What has been the most disappointing title game so far?
Connelly: We’ve had some blowouts and some duds, but the 2010 Alabama-Texas matchup was defined by who wasn’t able to play. We talked for a month about Nick Saban’s defense versus the Colt McCoy offense. But McCoy was lost for the game on the Longhorns’ fifth snap, and Garrett Gilbert had to fill in. The simple fact that the Horns had the ball with three minutes left, down just three, tells you we could have been in store for a hell of a game. (We could also have been in store for an easy Texas win, to be honest.) But the truth is, the game was completely redefined five minutes in, and the game plans went out the window. That’s no fun.

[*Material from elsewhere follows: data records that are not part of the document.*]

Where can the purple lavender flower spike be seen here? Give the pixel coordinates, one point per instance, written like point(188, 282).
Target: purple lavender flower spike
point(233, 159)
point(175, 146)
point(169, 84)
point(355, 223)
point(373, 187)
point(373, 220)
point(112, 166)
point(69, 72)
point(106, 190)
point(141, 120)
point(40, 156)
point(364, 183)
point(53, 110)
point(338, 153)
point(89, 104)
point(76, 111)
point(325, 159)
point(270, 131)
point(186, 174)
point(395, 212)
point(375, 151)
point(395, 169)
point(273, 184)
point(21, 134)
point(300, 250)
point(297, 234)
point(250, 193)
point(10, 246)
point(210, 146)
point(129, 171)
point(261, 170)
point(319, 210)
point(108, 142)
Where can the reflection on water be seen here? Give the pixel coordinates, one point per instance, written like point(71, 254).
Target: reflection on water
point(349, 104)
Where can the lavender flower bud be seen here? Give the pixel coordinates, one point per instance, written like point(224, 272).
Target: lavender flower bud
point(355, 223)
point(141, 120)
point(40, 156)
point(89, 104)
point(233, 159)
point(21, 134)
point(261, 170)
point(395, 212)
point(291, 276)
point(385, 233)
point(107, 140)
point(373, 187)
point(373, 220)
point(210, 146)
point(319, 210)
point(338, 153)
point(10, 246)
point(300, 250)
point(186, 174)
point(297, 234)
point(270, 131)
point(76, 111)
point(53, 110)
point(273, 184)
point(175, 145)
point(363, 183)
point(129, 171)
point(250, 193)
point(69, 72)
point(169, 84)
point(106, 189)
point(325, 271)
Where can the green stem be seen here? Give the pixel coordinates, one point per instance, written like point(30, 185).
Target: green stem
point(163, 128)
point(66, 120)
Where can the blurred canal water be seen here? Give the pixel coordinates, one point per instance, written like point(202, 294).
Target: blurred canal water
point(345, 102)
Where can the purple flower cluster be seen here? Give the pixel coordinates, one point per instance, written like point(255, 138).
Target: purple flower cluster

Wilson: That’s solid logic, not to mention it gifted us the ol’ “If Colt Didn’t Get Hurt” chestnut. But I’m going to have to go with Alabama’s 21-0 win over LSU in the 2012 BCS Championship Game. It just felt so… hopeless. First, it was a rematch of two teams who ground each other to a pulp during a 9-6 LSU win just 65 days prior. This one lived up to the billing, with LSU fumbling the first snap of the game. Alabama kicked five field goals before a late Trent Richardson touchdown run, and LSU crossed midfield only once, when there were about six minutes left in the game. And to think, just nine months later, Saban asked, “Is this what we want football to be?” after facing Ole Miss’ hurry-up, no-huddle offense. I’ll go with yes on that one.
Connelly: in a rematch of a game earlier that season, it was clear after about two LSU snaps that the Tigers were not going to move the ball in the 2012 title game against Alabama. Say this much for the team: They received a lucky break with Oklahoma State barely missing a game-winning field goal and losing to Iowa State in 2011, giving Bama a way back into the BCS race. Alabama took full advantage of it.
What makes a game a classic? Is a great ending and back-and-forth flow enough? Does it have to signify something greater?
Dabo Swinney shares what he thought was one of the tide-turning moments for the Tigers before halftime of their 2017 College Football Playoff National Championship win vs. Alabama.
Wilson: Classic games often come when the course of history is changed. Hunter Renfrow’s catch was the culmination of Clemson’s climb under Dabo, and it came in the midst of a dynasty at Alabama when Nick Saban was making a case as the greatest coach in CFB history. It’s rare when one of the time-tested bluebloods break through. Since 1990-91 when Colorado and Washington earned national titles, the list reads like a who’s who of college football. Clemson had been knocking on the door, to paraphrase Bum Phillips, and this was the year the Tigers kicked it in.
Connelly: Having that significance certainly helps. The Kick Six would have been amazing no matter what, but it was more amazing because it ended up giving Auburn a path to the SEC title and the BCS title game. The 2006 Texas-USC game is regarded by many as the best college football game ever, not only because it was back and forth and decided in the last minute, but because it featured so many amazing players and signified the peak of both Pete Carroll’s USC and Mack Brown’s Texas. (It also was Keith Jackson’s last game on the mic and played in college football’s most perfect stadium, the Rose Bowl.) You can have classics without national title stakes or narrative significance — Doug Flutie’s Hail Mary, hello — but it’s a column on the scoresheet for sure. The best games have the stories to match the on-field excitement.